Freud found evidence for his theories all about him. The existence of the unconscious, which he understood as an early, primal way of mental functioning, has, he said, always been known to poets and philosophers. Shakespeare in A Midsummer Night's Dream said,

 

Lovers and madmen have such seething brains,
Such shaping fantasies, that apprehend
More than cool reason ever comprehends.

 

Childhood sexuality and its developmental stages were, Freud thought, clear for all to see both in the observation of childhood and in the regressions or reversions to infantile states that are found in such disturbances as fetishism or homosexuality. The ego, libido and superego in conflict were, he supposed, a consequence of evolutionary development, with the powerful libido tamed in the interest of progress and civilization. He did know from experience with mental illness that severely repressed libido may damage or distort what should be natural modes of sexual expression. The sexual aim math also, he bald, be sublimated, an-another, more valuable, social aim substituted, with "ever-increasing cultural achievements made possible by ever-increasing sublimations", but the danger is that we will neglect "what was originally animal in our nature and forget that simple happiness is amongst our goals.

 

One should not write a paper on Freud without mentioning his self-analysis and his so-called metapsychology - that is his attempt as he grew older to develop an even more comprehensive theory of the personality with two dynamic forces in opposition, Eros, the creative libidinal, life-seeking instinct, and the aggressive, destructive Death instinct. And I have not mentioned his followers and betrayers (Carl Jung and Alfred Adler, in particular, who could not agree with him about the crucial importance of sexual motivation. I am especially sorry that I haven't read more directly from Freud's papers, because his thought is immensely powerful and imaginative, much more so than an account such as mine can convey, and his prose is clear and elegant.

 

In 1938 he fled Vienna and one of the most, I suppose the most, dangerous and terrible eruption of the irrational unconscious that has yet been experienced, the Nazi terror.
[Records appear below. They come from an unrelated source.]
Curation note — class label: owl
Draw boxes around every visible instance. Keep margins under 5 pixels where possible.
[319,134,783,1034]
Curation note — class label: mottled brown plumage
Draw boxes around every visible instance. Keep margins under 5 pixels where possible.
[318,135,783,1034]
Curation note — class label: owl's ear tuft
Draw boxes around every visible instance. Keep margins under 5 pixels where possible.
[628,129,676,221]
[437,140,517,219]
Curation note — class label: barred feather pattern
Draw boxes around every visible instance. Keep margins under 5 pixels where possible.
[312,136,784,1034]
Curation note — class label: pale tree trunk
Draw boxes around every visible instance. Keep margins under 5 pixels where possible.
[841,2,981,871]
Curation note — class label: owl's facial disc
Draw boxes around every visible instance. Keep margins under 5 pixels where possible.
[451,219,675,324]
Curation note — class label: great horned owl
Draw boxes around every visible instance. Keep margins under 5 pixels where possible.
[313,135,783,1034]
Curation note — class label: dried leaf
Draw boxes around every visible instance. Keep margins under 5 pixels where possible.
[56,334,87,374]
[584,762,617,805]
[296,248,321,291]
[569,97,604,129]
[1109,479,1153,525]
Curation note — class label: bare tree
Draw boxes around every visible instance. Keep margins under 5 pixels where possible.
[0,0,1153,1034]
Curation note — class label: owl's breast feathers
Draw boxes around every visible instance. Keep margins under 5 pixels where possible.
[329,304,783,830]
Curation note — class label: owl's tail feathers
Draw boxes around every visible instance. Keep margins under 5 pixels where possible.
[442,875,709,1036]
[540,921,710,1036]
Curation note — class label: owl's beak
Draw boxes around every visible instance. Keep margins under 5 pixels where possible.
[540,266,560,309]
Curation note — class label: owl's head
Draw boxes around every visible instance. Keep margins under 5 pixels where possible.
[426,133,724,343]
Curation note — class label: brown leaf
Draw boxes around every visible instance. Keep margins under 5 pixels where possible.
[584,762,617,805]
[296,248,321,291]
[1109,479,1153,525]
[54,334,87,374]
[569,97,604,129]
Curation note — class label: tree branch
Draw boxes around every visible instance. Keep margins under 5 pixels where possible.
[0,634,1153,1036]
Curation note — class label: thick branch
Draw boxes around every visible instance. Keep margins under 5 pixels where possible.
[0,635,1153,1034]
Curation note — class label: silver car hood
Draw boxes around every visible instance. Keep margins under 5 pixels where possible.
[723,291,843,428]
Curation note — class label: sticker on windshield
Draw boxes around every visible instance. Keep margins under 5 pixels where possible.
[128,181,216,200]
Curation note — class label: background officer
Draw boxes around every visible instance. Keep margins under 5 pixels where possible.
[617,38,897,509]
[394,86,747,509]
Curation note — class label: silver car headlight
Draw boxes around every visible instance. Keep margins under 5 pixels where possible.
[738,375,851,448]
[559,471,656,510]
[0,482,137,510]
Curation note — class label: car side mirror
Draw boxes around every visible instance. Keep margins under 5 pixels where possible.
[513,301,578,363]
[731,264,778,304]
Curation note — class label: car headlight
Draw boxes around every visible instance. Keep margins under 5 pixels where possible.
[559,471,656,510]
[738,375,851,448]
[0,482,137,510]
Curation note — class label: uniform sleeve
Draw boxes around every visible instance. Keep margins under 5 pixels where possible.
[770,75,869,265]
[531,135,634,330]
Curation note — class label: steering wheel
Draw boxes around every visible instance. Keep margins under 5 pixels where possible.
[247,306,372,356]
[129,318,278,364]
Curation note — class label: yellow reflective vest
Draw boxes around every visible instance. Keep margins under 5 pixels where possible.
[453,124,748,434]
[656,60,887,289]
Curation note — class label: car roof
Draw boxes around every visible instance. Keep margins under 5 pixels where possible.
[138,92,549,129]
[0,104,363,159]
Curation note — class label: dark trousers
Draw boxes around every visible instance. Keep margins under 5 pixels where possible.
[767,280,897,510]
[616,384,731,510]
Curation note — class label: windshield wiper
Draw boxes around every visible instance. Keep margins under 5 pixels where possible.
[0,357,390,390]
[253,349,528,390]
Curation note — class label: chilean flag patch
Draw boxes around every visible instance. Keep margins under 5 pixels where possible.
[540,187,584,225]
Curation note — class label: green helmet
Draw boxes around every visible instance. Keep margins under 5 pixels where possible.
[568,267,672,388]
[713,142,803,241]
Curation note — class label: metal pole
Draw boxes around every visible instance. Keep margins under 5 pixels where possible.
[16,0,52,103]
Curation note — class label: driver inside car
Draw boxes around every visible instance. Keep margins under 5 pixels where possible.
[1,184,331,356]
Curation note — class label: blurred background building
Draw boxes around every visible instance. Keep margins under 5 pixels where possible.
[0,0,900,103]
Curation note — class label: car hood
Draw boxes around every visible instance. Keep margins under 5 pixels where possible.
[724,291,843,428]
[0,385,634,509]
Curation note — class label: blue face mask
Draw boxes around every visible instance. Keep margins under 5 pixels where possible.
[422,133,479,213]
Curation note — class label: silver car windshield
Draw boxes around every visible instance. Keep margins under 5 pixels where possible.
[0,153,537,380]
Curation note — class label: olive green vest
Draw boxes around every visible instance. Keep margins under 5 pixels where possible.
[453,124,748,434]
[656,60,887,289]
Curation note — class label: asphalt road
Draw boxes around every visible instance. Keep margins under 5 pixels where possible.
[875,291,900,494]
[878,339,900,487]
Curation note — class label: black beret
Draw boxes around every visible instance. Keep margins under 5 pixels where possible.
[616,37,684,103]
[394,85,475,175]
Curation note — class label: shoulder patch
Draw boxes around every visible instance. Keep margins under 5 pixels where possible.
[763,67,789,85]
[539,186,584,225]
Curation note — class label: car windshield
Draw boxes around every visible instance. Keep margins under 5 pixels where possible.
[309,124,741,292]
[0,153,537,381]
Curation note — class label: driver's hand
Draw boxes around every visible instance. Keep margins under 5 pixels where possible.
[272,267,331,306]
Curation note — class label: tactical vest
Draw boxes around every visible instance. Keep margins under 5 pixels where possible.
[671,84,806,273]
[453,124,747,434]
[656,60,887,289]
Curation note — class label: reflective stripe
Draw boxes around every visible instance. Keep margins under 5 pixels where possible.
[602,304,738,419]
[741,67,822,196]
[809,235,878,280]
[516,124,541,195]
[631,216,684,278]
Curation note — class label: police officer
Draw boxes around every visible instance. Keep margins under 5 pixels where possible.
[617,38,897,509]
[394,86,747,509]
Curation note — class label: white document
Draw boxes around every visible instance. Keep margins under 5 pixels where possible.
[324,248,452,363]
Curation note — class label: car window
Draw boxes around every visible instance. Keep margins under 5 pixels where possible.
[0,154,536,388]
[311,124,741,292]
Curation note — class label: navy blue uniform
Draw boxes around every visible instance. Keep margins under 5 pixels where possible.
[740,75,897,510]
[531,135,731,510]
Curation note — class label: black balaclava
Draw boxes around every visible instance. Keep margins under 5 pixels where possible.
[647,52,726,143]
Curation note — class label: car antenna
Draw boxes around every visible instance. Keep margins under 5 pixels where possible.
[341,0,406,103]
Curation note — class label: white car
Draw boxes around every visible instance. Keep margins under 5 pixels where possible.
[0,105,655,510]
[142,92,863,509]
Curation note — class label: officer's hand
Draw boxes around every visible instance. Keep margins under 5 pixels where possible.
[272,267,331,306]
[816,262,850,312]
He died a few years later in London. Like his ancestors he believed that life should be led with sternness, moderation, fortitude, and stoicism and he lived in this way. During the last sixteen years of his life he had cancer of the jaw, which he bore heroically, writing some of his finest books while in great pain and continuing to see patients. He did not share the extravagant claims that are sometimes made for his therapy, saying simply, "Much is won if we succeed in transforming hysterical misery into common unhappiness."

 

Most people ask of Freudian theory, "Is it true?" Do we need to believe that the human qualities we respect, integrity, kindness, courage, compassion, exist only as what Freud called "reaction formations", traits which are the evolutionary result of man's attempt to modify

his primitive, instinctual nature in order to live comfortably in a group? Is our character hostage to infantile impulse? If so, what then of our dignity and optimism? Freud held firmly to the tragic view. Like the Greeks he believed that we are fated by determinist forces, which we can appease and modify but not change. I cannot agree with my medical- historian friend that Freud will soon be outdated. One cannot read his books without a sense that he describes a version of one's life, and that with his great scholarship and tolerance for sustained abstract thought, his sense of the symbolic and spectral, and above all his sensitivity to pathos in mental illness and in human endeavor, he is surely a very great figure, one whom we probably do not yet, despite the vast literature fully understand.